Building an HTML Templating Engine#
HTML templating is an important part of web development and Python has a long, long history here. Template languages are like a domain-specific language (DSL), which tag strings were built for. Tag strings provide an opportunity: a syntax specifically designed to ease HTML templating.
In the tutorial to follow, you’ll learn how to create an html
tag which can do just this. Specifically, the
tutorial will bring your markup and logic closer together by taking inspiration from
JSX, a syntax extension to
JavaScript commonly used in ReactJS projects.
Here are some examples of the kinds of things you could ultimately do.
# Attribute expansion
attributes = {"color": "blue", "style": {"font-weight": "bold"}}
assert (
str(html(t"<h1 {attributes}>Hello, world!</h1>"))

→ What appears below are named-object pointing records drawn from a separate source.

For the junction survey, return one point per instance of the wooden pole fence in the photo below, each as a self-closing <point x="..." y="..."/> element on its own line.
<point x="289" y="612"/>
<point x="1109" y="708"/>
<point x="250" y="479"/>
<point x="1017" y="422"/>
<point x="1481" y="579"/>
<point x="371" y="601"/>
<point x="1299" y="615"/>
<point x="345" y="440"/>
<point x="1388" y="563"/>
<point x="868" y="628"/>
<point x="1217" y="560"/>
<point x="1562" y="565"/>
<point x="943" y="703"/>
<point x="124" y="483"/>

== '<h1 color="blue" style="font-weight:bold">Hello, world!<h1>'
)
# Recursive construction
assert (
str(html(t"<body>{[html" < h{i} / > " for i in range(1, 4)]}</body>"))
== "<body><h1></h1><h2></h2><h3></h3></body>"
)
This might be difficult to achieve with a standard templating solution.
More interesting though: this html
tag will output a structured
representation of the HTML that can be freely manipulated - a Document Object Model
(DOM) of sorts for HTML.
node: HTML = html(t"<h1/>")
node.attributes["color"] = "blue"
node.children.append("Hello, world!")
assert str(node) == '<h1 color="blue">Hello, world!</h1>'
But first, let’s see why tag strings might be a better fit over existing, mature choices such as Jinja2.
Why not Jinja2?#
Python template languages such as Jinja2 take contextual data and generate larger bodies of text, such as HTML. For example, if you wanted to create a simple todo list using Jinja it might look something like this.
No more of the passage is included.